Me dan miedo mis pecados, cuyo número y
magnitud sólo tú conoces; Pero confío en tu infinita misericordia. Señor
mío jesucristo, rey eterno, Dios y hombre verdadero, mírame con amor,
pues quisiste hacerte hombre para morir por nosotros. Escúchame, pues
espero en ti. Ten compasión de mis pecados y miserias, tú que eres
fuente inagotable de amor. Te adoro, señor, porque diste tu vida en la
cruz y te ofreciste en ella como redentor por todos los hombres y
especialmente por mí. Adoro señor, la sangre preciosa que brotó de tus
heridas y ha purificado al mundo de sus pecados. Mira, señor, a este
pobre pecador, creado y redimido por ti. Me arrepiento de mis pecados y
propongo corregir sus consecuencias.
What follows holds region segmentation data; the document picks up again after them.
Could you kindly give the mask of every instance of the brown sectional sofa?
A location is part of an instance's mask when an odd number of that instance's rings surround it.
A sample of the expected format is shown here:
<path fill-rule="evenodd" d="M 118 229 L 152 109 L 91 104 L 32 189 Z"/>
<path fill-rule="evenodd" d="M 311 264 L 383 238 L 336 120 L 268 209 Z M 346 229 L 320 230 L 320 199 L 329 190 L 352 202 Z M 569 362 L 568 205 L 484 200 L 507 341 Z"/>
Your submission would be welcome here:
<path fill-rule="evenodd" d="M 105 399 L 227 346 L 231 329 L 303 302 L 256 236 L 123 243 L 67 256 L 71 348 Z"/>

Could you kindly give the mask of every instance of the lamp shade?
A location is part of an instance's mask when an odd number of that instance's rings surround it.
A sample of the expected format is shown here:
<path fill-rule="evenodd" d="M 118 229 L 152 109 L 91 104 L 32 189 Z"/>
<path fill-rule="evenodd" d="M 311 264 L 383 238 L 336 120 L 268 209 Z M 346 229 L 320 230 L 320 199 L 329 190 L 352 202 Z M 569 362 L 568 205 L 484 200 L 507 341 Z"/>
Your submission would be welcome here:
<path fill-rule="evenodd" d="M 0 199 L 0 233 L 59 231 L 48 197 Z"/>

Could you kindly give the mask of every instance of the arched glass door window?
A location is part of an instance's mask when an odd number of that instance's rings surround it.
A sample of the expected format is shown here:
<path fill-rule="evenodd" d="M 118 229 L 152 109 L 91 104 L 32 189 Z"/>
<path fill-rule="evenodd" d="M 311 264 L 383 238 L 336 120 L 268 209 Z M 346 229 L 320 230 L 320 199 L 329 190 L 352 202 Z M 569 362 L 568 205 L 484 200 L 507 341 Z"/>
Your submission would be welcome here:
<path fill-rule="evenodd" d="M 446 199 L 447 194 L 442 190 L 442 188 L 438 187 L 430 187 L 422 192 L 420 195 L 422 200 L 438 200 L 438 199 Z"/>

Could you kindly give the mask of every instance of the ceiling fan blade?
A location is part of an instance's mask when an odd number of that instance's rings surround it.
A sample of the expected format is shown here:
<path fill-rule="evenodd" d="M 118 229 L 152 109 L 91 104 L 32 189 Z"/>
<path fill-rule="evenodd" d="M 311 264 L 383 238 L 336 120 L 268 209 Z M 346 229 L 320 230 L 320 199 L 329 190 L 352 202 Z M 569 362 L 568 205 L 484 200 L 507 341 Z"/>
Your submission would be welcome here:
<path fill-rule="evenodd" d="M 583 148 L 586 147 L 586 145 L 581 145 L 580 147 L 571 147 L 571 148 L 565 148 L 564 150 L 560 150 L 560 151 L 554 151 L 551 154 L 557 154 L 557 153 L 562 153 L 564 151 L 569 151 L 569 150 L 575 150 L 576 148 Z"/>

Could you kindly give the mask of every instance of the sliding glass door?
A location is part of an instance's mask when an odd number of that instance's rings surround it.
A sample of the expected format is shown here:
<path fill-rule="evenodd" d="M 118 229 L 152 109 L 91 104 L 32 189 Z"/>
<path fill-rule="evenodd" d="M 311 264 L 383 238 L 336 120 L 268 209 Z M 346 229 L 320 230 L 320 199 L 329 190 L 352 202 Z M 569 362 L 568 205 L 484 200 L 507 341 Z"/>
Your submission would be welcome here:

Purifícame de todas mis maldades
para que pueda recibir menos indignamente tu sagrada comunión. Que tu
cuerpo y tu sangre me ayuden, señor, a obtener de ti el perdón de mis
pecados y la satisfacción de mis culpas; Me libren de mis malos
pensamientos, renueven en mí los sentimientos santos, me impulsen a
cumplir tu voluntad y me protejan en todo peligro de alma y cuerpo.
Amén. (Hacer la petición y rezar el credo, Padrenuestro, avemaría y
gloria.)
Fue uno de los más ilustres Padres y Doctores de la
Iglesia, y convenientemente elegido, junto con San Agustín, San Juan
Crisóstomo y San Atanasio, para sostener la venerable Cátedra del
Príncipe de los Apóstoles en la tribuna de San Pedro está en Roma.
Ambrosio descendía de una antigua familia romana que, en un período
temprano, había abrazado el cristianismo y contaba entre sus
descendientes tanto mártires cristianos como altos funcionarios del
Estado. En el momento de su nacimiento, su padre, también llamado
Ambrosio, era prefecto de Galia, y como tal gobernaba los actuales
territorios de Francia, Gran Bretaña y España, junto con Tingitana en
África. Era una de las cuatro grandes prefecturas del Imperio y el cargo
más alto que podía ocupar un súbdito.
Trier, Arles y Lyon, las tres principales ciudades de la provincia, se
disputan el honor de haber dado a luz a la Santa. Era el menor de tres
hijos, siendo precedido por una hermana, Marcellina, que se convirtió en
monja, y un hermano Sátiro, quien, ante el inesperado nombramiento de
Ambrosio para el episcopado, renunció a una prefectura para vivir con él
y relevarlo. de los cuidados temporales. Hacia el año 354 murió
Ambrosio, el padre, tras lo cual la familia se trasladó a Roma. La santa
y consumada viuda recibió una gran ayuda en la formación religiosa de
sus dos hijos por el ejemplo y las admoniciones de su hija, Marcelina,
que era unos diez años mayor que Ambrosio. Marcelina ya había recibido
el velo virginal de manos de Liberio, el Romano Pontífice, y con otra
virgen consagrada vivía en casa de su madre. De ella bebió el Santo ese
amor entusiasta a la virginidad que se convirtió en su rasgo distintivo.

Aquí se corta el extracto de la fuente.